Cuadrilla Resources Ltd. said Tuesday it has been granted the first consent by the UK government to perform hydraulic fracturing (fracking) for an onshore horizontal natural gas well, with operations to begin by September.

The UK-based company said it had received final consent from the UK's Department for Business, Energy & Industrial Strategy (BEIS) for a shale gas exploration well at its Preston New Road site in Lancashire, a county in northwest England. Cuadrilla said it was currently in the process of applying for a second fracking permit from BEIS for a second exploration well at the same site.

"This is a testament to, and underpinned by, our strong track record of running a world class shale gas exploration site at Preston New Road, in compliance with robust health, safety, environmental and planning regulations," said CEO Francis Egan. He said a second permitted well would "make a major contribution to reducing the UK’s gas imports and improving our environment and economy."

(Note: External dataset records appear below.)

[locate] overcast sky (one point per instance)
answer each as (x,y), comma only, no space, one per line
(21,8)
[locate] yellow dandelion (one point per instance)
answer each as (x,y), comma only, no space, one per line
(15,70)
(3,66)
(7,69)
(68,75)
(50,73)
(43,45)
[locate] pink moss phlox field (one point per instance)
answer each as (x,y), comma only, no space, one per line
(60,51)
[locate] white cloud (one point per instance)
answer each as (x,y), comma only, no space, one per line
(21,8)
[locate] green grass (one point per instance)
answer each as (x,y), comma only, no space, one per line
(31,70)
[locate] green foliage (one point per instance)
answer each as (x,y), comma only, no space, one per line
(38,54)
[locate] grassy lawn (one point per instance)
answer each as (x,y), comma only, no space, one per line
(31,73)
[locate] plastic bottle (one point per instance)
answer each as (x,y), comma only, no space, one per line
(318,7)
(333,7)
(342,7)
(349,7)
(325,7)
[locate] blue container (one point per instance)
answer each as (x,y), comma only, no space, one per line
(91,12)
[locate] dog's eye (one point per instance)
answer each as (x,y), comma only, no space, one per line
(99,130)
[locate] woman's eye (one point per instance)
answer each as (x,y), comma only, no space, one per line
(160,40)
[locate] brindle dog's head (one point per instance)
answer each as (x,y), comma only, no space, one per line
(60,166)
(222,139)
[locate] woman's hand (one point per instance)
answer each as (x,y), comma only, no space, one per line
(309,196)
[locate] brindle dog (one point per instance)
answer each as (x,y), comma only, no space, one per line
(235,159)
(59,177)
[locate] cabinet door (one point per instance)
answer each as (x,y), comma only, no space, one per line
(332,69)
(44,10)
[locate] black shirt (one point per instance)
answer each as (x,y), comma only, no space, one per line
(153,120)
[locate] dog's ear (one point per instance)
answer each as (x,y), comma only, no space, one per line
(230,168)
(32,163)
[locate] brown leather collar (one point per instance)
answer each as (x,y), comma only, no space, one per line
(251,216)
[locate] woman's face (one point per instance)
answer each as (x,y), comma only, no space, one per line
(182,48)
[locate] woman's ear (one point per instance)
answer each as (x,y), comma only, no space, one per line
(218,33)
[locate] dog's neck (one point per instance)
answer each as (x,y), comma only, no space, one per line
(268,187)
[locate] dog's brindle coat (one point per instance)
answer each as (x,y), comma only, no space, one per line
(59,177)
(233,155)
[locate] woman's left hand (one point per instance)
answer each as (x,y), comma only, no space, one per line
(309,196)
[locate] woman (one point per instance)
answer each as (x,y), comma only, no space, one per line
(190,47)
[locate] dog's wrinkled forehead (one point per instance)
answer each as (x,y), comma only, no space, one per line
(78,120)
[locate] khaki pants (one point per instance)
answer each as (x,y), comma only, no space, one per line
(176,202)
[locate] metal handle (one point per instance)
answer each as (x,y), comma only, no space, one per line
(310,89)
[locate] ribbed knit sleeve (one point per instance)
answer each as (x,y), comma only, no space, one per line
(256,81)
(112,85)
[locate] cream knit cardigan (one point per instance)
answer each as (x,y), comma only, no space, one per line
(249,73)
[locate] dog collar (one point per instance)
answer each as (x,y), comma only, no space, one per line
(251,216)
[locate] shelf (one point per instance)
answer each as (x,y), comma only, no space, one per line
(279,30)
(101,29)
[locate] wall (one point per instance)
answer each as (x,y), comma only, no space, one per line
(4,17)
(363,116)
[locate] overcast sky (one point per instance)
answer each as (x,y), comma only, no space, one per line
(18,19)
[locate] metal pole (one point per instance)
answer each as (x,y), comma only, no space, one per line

Cuadrilla drilled the first well at Preston New Road in April, while the second was drilled earlier this month. The first targeted the Lower Bowland Shale and was drilled to a depth of 2,300 meters (7,546 feet) with an 800-meter (2,625-foot) lateral. The second targeted the Upper Bowland Shale at a depth of 2,100 meters (6,890 feet) with a 750-meter (2,461-foot) lateral. The company plans to run initial flow tests at both wells for about six months.

Cuadrilla's drilling plans suffered a setback after the local government in Lancashire denied an application in June 2015 to drill eight test wells -- four at Preston New Road and another at Roseacre Wood. But one month later, the UK government announced plans to "fast-track" applications to develop the country's onshore resources. By year's end it had awarded 159 onshore licenses for oil and gas drilling, of which Cuadrilla had received 16.

The UK government overruled Lancashire's decision to deny Cuadrilla's four permits at Preston New Road in October 2016, but it declined to overrule the decision on the four wells at Roseacre Wood. London proposed relaxing planning rules for onshore unconventional oil and gas development in May.